A Novel Feature-Aware Chaotic Image Encryption Scheme For Data Security and Privacy in IoT and Edge Networks

Abstract: The security of image data in the Internet of Things (IoT) and edge networks is crucial due to the increasing deployment of intelligent systems for real-time decision-making. Traditional encryption algorithms such as AES and RSA are computationally expensive for resource-constrained IoT devices and ineffective for large-volume image data, leading to inefficiencies in privacy-preserving distributed learning applications. To address these concerns, this paper proposes a novel Feature-Aware Chaotic Image Encryption scheme that integrates Feature-Aware Pixel Segmentation (FAPS) with Chaotic Chain Permutation and Confusion mechanisms to enhance security while maintaining efficiency.

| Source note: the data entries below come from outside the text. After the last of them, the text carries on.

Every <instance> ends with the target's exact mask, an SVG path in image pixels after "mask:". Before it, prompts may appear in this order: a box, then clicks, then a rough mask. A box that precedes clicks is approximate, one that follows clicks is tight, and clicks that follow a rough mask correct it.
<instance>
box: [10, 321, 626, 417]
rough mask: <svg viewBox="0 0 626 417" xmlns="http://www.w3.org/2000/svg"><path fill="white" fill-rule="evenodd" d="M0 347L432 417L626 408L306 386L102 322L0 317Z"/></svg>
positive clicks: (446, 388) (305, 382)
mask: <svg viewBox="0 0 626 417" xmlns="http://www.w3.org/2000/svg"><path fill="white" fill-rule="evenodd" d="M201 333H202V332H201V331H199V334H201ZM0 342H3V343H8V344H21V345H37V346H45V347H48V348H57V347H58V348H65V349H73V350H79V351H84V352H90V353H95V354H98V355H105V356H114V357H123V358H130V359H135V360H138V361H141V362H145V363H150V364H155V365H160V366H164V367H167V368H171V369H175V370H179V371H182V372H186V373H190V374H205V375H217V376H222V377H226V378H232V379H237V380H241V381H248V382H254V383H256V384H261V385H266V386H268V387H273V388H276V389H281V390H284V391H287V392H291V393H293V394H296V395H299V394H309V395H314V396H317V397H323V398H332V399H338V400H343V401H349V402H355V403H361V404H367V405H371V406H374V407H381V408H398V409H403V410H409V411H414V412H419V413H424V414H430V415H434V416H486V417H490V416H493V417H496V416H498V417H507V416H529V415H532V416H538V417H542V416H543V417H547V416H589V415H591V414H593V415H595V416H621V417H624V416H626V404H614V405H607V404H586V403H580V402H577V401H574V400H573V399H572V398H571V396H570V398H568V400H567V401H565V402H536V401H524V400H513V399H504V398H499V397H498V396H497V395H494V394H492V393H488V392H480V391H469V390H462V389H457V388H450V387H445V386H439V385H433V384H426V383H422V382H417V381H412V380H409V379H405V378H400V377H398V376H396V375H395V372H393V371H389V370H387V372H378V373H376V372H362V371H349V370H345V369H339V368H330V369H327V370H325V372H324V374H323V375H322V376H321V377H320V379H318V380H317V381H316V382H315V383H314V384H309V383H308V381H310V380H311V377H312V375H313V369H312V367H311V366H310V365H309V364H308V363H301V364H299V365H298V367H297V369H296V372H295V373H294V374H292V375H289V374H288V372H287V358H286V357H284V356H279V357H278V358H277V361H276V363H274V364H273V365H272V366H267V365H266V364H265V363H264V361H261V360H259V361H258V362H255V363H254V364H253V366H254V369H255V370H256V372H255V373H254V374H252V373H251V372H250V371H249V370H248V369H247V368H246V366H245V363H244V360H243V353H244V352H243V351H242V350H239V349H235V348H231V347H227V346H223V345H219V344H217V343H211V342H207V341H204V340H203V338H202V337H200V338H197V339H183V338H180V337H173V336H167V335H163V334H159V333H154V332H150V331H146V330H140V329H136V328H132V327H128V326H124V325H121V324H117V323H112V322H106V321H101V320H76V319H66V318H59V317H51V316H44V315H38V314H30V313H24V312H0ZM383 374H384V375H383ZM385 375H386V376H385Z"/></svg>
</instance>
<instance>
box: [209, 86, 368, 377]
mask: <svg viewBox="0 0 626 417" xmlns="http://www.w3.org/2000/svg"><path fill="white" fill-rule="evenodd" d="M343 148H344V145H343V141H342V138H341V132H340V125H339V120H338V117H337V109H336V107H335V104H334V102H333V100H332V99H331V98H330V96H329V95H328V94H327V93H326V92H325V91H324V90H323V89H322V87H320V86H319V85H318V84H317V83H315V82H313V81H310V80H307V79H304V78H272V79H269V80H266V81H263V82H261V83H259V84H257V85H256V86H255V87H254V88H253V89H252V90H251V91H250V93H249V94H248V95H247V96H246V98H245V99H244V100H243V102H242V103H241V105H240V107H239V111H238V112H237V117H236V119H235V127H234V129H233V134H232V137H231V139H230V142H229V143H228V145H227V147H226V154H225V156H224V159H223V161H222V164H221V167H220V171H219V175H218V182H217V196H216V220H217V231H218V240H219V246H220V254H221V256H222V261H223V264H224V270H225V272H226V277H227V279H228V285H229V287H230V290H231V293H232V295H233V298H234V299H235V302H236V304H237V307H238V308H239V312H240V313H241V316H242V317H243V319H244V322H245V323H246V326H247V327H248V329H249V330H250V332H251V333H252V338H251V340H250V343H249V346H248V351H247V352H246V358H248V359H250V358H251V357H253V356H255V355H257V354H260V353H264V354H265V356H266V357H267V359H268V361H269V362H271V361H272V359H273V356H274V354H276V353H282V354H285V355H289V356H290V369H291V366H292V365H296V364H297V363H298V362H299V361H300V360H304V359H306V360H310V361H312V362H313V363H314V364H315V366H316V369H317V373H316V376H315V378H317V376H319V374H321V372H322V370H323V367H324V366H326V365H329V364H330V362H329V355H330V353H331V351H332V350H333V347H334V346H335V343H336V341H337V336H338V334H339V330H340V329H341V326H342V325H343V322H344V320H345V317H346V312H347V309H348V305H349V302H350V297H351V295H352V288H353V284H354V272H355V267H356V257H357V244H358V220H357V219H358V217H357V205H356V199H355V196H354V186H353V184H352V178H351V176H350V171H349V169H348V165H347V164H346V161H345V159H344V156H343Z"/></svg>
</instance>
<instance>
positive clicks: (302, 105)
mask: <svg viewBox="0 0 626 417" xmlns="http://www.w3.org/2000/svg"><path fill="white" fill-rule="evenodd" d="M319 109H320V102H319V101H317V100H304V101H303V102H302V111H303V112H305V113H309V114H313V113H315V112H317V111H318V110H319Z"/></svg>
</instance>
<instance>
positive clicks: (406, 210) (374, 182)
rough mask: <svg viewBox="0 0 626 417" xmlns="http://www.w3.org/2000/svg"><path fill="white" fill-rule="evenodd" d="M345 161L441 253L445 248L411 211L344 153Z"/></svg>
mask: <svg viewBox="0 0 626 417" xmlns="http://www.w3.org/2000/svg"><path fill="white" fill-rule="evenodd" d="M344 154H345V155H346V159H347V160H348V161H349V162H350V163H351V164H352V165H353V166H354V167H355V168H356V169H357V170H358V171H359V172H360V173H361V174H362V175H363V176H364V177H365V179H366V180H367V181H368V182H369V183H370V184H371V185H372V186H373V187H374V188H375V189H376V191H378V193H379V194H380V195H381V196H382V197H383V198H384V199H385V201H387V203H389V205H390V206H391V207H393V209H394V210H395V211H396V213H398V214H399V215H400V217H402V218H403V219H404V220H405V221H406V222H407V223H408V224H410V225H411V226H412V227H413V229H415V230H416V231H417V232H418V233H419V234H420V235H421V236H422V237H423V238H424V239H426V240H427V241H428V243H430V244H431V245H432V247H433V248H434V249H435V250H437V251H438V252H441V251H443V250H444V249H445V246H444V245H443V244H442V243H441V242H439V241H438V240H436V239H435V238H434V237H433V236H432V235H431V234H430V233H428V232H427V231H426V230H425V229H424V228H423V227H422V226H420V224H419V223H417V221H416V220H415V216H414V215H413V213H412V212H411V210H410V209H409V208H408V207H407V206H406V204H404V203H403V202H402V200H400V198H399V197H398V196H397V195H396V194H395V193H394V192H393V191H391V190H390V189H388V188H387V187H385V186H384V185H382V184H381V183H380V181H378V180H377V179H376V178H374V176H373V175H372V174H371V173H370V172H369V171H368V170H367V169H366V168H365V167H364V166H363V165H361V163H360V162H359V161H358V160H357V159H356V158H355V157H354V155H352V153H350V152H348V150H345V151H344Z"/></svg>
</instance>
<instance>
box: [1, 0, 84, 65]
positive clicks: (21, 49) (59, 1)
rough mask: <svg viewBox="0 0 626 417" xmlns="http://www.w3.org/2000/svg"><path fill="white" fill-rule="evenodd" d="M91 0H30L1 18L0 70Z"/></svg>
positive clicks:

The proposed scheme consists of three stages: (1) FAPS, which extracts and reorganizes pixels based on high and low edge intensity features for correlation disruption; (2) Chaotic Chain Permutation, which employs a logistic chaotic map with SHA-256-based dynamically updated keys for block-wise permutation; and (3) Chaotic chain Confusion, which utilises dynamically generated chaotic seed matrices for bitwise XOR operations. Extensive security and performance evaluations demonstrate that the proposed scheme significantly reduces pixel correlation -- almost zero, achieves high entropy values close to 8, and resists differential cryptographic attacks. The optimum design of the proposed scheme makes it suitable for real-time deployment in resource-constrained environments.